As these bubbles grow, warning messages multiply. Jeremy Grantham, a wise observer of the stock market, is concerned in a British newspaper. The keepertheir phenomenal size compared to those that preceded every crash in a century“. The Bank of France, which has delivered rather prudent verdicts in other respects, issued a storm warning in January (1).

five dot icon“Classic” politics, accelerators of the crisis

The turning point will be the beginning of 2022. The preponderance of financial bubbles and the soaring value of stock markets have begun to have an undesirable effect on the real economy. Inflation, mostly of financial origin, initially kept to a minimum and presented as a transient phenomenon, has stabilized over time at increasingly high levels, around 5% in Europe and to over 7.5% in the United States, unheard of since 1982.

Classically, raising interest rates is the agreed-upon tool of central banks to reduce inflation. This allows a return to austerity to be programmed so that price increases do not eat away at the return on investment. And it aims to protect the markets from the wage increases demanded by workers when the real value of their remuneration, and hence their purchasing power, is greatly reduced. The Fed has announced that it will start raising rates in March. ECB President Christine Lagarde is still hesitant, but is increasingly suggesting that she could initiate more restrictive monetary policy this year.

The dilemma: an increase in the value of money would mean at the same time the end of free liquidity being dumped on banks and champions of capital. The maneuver could pull the markets down just as much as free credit would take them to the skies. How to predict the end of a very flexible monetary policy without plunging Europe into economic ruin for the ECB?

6 dot iconUrgency of other use of money

Breaking free of this ticking movement (inflation-interest rates) becomes as important as it is vital. There is a need for radical changes in monetary policy, as well as in wage policy. In France, March 17th is a new big day of action against wages and purchasing power against deadly monetary tightening.

Money and the financing of the economy are at the heart of the emerging class struggle. To avoid a collapse with detrimental consequences for all employees, new solutions are needed against the absolutism of capital and its criteria. “Winning new economic and political powers for employees and citizens in their place of life and work is essential”Communist economists emphasize.

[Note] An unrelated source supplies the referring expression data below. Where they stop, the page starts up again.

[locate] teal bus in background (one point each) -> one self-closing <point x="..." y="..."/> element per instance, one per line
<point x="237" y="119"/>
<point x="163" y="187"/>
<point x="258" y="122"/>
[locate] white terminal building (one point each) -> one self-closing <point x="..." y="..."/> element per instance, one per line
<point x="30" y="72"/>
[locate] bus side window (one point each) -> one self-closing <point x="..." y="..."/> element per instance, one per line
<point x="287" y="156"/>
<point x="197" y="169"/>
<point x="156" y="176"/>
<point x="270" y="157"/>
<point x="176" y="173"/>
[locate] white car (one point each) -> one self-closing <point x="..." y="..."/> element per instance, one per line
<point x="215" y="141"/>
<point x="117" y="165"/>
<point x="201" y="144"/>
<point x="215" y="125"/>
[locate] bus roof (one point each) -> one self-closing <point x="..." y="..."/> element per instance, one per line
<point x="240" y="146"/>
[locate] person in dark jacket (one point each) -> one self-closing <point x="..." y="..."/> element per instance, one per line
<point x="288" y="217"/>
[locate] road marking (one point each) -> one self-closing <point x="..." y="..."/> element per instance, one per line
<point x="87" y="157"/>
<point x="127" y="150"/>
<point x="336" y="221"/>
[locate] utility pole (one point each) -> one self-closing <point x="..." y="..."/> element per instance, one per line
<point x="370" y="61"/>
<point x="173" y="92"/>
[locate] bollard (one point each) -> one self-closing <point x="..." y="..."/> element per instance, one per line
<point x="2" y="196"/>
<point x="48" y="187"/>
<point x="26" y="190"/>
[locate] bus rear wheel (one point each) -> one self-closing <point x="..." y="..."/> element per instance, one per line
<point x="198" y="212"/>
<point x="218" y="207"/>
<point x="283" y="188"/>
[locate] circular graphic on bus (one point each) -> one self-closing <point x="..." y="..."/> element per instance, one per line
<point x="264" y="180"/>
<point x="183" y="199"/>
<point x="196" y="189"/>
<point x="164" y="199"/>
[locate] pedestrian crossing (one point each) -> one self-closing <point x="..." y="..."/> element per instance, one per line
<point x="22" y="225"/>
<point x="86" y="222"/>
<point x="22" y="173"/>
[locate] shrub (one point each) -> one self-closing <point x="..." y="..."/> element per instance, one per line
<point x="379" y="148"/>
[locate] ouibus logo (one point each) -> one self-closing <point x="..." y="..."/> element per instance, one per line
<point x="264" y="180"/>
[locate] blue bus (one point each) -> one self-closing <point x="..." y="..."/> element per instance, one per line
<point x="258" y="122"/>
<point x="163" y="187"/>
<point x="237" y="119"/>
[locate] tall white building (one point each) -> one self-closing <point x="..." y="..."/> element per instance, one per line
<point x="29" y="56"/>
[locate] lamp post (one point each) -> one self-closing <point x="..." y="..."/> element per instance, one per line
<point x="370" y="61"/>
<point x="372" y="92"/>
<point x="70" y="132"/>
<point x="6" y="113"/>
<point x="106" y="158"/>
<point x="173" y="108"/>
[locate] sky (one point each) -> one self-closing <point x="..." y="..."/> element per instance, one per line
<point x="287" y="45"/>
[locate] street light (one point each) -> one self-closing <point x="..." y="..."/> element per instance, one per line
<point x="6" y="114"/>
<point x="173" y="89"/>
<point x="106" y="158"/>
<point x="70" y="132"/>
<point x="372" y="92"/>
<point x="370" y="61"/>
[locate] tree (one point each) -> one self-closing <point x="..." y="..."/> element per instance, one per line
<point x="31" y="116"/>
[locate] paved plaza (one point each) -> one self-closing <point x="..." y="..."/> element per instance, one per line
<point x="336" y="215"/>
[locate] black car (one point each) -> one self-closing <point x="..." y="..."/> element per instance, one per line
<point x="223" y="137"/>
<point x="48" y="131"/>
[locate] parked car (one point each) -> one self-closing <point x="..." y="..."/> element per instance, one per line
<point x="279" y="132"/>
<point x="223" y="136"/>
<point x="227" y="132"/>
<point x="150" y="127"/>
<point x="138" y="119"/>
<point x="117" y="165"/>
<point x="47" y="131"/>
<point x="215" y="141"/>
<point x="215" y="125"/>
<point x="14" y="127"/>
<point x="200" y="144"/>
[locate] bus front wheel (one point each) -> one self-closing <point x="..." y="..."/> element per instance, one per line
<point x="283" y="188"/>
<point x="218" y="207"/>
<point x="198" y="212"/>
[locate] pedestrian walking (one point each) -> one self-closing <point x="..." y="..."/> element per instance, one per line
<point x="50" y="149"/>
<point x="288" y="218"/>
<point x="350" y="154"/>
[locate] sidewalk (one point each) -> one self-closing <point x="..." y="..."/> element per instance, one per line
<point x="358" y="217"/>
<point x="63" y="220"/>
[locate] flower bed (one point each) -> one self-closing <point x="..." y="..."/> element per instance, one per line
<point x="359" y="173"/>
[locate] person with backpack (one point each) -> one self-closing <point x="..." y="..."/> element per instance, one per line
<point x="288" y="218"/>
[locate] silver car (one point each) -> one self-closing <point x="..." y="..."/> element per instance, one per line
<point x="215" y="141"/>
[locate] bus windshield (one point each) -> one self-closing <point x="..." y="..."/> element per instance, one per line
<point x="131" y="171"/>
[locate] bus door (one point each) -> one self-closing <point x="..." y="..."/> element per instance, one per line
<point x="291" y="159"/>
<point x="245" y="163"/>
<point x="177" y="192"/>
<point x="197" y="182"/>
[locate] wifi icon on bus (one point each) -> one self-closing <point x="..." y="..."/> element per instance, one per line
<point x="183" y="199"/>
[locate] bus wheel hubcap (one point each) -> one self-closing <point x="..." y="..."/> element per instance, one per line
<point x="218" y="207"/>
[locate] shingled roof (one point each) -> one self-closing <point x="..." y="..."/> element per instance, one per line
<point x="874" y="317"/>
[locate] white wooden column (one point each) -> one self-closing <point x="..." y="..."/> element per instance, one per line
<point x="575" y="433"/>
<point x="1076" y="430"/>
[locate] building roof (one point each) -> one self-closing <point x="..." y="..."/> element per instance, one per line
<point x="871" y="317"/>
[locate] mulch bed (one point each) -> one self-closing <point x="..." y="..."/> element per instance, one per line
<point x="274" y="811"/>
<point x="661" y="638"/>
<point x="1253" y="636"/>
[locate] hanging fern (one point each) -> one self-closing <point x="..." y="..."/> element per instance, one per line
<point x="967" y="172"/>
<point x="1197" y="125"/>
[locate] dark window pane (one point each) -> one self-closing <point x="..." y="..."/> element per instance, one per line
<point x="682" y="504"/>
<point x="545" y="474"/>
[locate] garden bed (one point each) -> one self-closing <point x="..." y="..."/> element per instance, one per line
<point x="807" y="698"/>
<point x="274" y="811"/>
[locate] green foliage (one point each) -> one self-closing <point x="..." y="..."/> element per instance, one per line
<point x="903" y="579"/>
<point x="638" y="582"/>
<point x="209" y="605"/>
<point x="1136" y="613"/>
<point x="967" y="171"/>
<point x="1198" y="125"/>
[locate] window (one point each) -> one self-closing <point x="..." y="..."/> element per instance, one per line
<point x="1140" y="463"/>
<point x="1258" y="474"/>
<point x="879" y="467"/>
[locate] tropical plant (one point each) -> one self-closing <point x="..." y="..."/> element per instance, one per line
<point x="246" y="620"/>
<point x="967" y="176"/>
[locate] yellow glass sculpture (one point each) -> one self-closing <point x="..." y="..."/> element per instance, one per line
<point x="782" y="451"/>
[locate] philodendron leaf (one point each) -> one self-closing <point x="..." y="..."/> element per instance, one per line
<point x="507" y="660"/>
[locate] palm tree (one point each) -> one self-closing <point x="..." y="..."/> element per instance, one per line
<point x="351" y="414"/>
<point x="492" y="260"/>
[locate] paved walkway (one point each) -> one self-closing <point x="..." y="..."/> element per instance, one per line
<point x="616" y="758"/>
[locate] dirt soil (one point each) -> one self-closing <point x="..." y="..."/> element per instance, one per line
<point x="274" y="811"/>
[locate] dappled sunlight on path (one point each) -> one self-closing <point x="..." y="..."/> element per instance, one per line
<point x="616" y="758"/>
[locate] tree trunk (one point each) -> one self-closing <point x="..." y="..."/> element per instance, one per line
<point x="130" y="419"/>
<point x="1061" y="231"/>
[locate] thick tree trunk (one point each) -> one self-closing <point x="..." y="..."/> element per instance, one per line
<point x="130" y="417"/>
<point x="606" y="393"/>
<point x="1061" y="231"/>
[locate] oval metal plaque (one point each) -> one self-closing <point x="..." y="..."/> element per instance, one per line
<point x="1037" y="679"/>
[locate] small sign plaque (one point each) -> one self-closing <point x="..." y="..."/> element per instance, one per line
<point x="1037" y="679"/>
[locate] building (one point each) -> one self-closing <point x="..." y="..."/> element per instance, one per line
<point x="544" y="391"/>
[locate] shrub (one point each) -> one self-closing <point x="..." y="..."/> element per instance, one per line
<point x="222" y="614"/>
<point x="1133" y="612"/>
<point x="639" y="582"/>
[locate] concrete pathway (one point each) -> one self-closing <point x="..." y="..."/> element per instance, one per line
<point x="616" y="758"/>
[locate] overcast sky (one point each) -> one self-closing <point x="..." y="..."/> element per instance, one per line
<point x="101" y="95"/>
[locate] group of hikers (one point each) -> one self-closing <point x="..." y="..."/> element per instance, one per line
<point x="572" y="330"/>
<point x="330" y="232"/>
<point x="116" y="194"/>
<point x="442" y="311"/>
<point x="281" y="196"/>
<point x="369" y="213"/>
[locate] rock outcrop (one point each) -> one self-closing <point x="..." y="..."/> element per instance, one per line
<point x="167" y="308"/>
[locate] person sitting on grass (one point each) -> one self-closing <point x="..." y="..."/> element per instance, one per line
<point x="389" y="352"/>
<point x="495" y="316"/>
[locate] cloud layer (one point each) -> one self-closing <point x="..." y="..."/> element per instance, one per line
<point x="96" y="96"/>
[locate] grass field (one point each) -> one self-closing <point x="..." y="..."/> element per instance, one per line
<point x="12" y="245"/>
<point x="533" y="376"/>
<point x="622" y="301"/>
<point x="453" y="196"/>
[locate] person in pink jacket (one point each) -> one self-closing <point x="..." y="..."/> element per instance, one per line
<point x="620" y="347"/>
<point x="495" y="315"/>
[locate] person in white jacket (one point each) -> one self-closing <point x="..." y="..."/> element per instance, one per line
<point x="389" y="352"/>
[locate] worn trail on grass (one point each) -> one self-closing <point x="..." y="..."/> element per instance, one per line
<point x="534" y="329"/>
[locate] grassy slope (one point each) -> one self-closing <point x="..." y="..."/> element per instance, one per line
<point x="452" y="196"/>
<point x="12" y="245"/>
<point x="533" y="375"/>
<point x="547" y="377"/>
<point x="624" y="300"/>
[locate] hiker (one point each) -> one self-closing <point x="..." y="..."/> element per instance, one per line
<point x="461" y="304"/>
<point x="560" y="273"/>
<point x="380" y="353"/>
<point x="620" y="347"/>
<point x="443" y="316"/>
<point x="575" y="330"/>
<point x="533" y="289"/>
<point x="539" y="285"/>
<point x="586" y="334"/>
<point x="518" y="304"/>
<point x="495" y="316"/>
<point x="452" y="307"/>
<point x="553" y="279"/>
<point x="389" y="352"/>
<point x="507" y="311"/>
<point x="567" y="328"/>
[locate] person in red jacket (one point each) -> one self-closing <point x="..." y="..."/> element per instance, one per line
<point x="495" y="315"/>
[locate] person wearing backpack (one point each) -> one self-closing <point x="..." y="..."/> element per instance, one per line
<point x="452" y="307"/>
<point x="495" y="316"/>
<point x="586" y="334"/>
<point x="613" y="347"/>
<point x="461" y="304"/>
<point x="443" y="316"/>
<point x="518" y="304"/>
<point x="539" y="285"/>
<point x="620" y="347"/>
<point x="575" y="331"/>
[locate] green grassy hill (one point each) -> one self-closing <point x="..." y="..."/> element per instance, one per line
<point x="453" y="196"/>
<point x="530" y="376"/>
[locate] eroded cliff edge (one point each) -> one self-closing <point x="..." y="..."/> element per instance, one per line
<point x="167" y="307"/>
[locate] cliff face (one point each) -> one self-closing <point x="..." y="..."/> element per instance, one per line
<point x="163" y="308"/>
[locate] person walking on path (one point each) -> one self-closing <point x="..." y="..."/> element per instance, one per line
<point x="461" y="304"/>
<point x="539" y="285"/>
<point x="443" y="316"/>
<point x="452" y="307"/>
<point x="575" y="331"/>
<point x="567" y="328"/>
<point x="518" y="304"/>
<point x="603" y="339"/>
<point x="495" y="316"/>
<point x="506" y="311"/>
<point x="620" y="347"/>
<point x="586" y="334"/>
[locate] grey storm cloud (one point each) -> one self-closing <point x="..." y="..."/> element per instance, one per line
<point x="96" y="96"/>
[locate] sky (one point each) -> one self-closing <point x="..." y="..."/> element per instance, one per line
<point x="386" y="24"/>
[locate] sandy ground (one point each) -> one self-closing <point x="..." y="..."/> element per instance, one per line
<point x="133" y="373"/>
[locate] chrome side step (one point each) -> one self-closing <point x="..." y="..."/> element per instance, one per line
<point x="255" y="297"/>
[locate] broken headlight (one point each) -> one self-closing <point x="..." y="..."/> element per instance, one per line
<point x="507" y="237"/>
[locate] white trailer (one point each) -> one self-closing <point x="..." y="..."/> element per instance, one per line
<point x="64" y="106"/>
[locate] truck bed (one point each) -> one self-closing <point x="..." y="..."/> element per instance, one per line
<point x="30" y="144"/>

In France and in Europe, workers’ and citizens’ representatives must have access to the ECB’s money cabinet. To keep the faucet of free credits open, but no longer to treat the lords of the stock exchange, but to finance the real needs of Europeans. Be it employment, research, training, public services or funds to be taken against global warming. In order not to be drawn into the orgies of capital towards historical collapse, it is time to enter a new democratic era.